Two Wrongs Make Both Wrong, None Right

From the post "Maxwell, Planck And Particles",

 $\cfrac { 1 }{ \varepsilon _{ o }}\oint{ \cfrac { 1 }{ 4\pi a^2_{\psi} }}\cfrac{d\,q_{\psi}}{d\,t}\,d\,A_l= \oint_{2\pi a_{\psi}}{\cfrac{d\,(2 \pi mc)}{d\,t}}\,d\,\lambda= \oint_{2\pi a_{\psi}}{F_\psi}\,d\,\lambda$

If, we formulate instead,

$\oint { \cfrac { d\,  }{ d\, t } \left\{ \cfrac { q_{ \psi } }{ 4\pi \varepsilon _{ o }a^{ 2 }_{ \psi  } }  \right\}  } \, d\, A_{ l }=\oint _{ 2\pi a_{ \psi  } }{ \cfrac { d\, (2\pi mc) }{ d\, t }  } \, d\, \lambda \, =\oint _{ 2\pi a_{ \psi  } }{ F_{ \psi  } } \, d\, \lambda$

$E_{\psi}=\cfrac { q_{ \psi} }{ 4\pi \varepsilon _{ o }a^{ 2 }_{ \psi  } }$

$\cfrac { d\,  }{ d\, t } \oint { E_{\psi}  } \, d\, A_{ l }=\oint _{ 2\pi a_{ \psi  } }{ F_{ \psi  } } \, d\, \lambda$

This expression is without any appendages because if the $2\pi$ factor missing from the circular momentum term is the only reason

$\varepsilon _{ o }\ne\mu_o$,

then,

$\varepsilon _{ o }=\mu_o=\cfrac{1}{c}$  

after we made the correction, which would set,

$Z_o=1=\sqrt{\cfrac{\mu_o}{\varepsilon_o}}$

that space present equal resistance to $B$ and $E$ field.  With such a change to $\varepsilon_o$, the numerical value of $q$ changes also.

Let, consider again,

 $\cfrac { 1 }{ \varepsilon _{ o }}\oint{ \cfrac { 1 }{ 4\pi a^2_{\psi} }}\cfrac{d\,q_{\psi}}{d\,t}\,d\,A_l= \oint_{2\pi a_{\psi}}{\cfrac{d\,(2 \pi mc)}{d\,t}}\,d\,\lambda$

$\cfrac { 1 }{ 4\pi\varepsilon _{ o }}\oint{ \cfrac { 1 }{ 2\pi a^2_{\psi} }}\cfrac{d\,q_{\psi}}{d\,t}\,d\,A_l= \oint_{a_{\psi}}{\cfrac{d\,( mc)}{d\,t}}\,d\,\lambda= \oint_{2\pi a_{\psi}}{F_\psi}\,d\,\lambda$

without the correction to circular momentum.

Since,

$J_{\psi}=\cfrac { 1 }{ 2\pi a^2_{\psi} }\cfrac{d\,q_{\psi}}{d\,t}$

 $\cfrac { 1 }{ 4\pi\varepsilon _{ o }}\oint{ J_{\psi}}\,d\,A_l= \oint_{2\pi a_{\psi}}{F_\psi}\,d\,\lambda$

And then we make the adjustment to $\varepsilon _{ o }$, $4\pi\varepsilon _{ o }\rightarrow\varepsilon _{ new }$  to correct for the mssing $2\pi$ factor for circular momentum.

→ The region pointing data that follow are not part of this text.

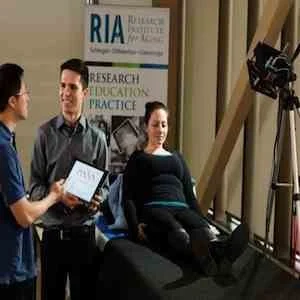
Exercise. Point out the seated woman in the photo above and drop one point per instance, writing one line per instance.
(160, 205)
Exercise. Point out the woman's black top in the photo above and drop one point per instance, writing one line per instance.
(157, 180)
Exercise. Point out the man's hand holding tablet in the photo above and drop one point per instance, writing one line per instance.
(82, 183)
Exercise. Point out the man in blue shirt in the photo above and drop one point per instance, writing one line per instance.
(17, 265)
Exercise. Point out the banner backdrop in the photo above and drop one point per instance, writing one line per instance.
(126, 49)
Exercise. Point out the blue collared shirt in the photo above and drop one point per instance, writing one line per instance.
(16, 251)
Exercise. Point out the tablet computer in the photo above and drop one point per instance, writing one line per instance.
(84, 179)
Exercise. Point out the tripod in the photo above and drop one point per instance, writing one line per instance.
(288, 104)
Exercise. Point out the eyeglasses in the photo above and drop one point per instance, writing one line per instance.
(23, 93)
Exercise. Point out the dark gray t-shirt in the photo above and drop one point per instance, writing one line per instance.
(55, 148)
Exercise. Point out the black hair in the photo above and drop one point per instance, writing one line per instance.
(150, 107)
(77, 65)
(10, 82)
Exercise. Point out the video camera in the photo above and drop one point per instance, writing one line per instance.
(270, 70)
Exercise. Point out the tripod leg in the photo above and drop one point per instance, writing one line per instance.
(275, 169)
(296, 196)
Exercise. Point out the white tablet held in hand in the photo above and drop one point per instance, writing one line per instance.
(84, 179)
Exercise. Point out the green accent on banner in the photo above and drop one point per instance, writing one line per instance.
(126, 65)
(155, 3)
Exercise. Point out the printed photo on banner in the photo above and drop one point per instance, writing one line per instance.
(126, 49)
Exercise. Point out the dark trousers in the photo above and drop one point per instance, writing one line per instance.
(164, 225)
(24, 290)
(70, 253)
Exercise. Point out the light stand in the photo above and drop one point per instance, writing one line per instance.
(271, 73)
(289, 103)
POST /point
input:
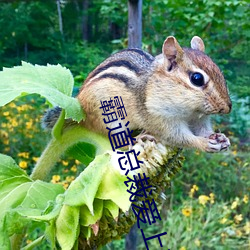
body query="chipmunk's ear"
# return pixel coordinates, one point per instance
(171, 49)
(197, 43)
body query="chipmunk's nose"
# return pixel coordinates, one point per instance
(226, 109)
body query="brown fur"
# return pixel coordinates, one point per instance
(158, 95)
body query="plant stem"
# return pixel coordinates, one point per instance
(57, 147)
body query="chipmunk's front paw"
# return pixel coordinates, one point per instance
(218, 142)
(143, 137)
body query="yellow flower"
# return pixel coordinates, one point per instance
(211, 195)
(238, 218)
(65, 185)
(186, 211)
(225, 164)
(29, 124)
(223, 220)
(245, 199)
(235, 203)
(197, 242)
(23, 164)
(203, 199)
(247, 228)
(70, 178)
(77, 162)
(234, 152)
(223, 235)
(35, 159)
(24, 155)
(14, 123)
(55, 178)
(192, 190)
(238, 233)
(73, 168)
(65, 163)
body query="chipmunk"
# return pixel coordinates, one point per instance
(170, 96)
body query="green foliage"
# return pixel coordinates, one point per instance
(53, 82)
(30, 32)
(204, 223)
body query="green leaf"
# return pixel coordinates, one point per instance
(83, 189)
(67, 226)
(112, 207)
(39, 194)
(113, 188)
(86, 218)
(58, 127)
(83, 152)
(53, 82)
(9, 168)
(6, 186)
(34, 243)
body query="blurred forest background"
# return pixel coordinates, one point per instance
(208, 204)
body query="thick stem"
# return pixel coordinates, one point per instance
(57, 147)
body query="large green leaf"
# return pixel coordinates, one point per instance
(53, 82)
(83, 152)
(9, 168)
(99, 180)
(22, 199)
(67, 226)
(83, 189)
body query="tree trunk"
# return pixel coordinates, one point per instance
(85, 20)
(131, 238)
(59, 16)
(135, 23)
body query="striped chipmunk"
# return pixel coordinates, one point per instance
(170, 97)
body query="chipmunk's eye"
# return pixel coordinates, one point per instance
(197, 79)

 $\cfrac { 1 }{\varepsilon _{ new }}\oint{ J_{\psi}}\,d\,A_l= \oint_{2\pi a_{\psi}}{F_\psi}\,d\,\lambda$

 Since, $\mu_{new}=\varepsilon_{new}=\cfrac{1}{c}$

 $\cfrac { 1 }{\mu_{ new }}\oint{ J_{\psi}}\,d\,A_l= \oint_{2\pi a_{\psi}}{F_\psi}\,d\,\lambda$

Why not simply make the adjustment $mc\rightarrow2\pi mc$, and obtain,

$\cfrac { 1 }{ 2\varepsilon _{ o }}\oint{ J_{\psi}}\,d\,A_l= \oint_{2\pi a_{\psi}}{F_\psi}\,d\,\lambda$

as in the post "Maxwell And Particles"???

This expression is wrong because it is still using the old definitions of $\mu_o$ and $\varepsilon_o$.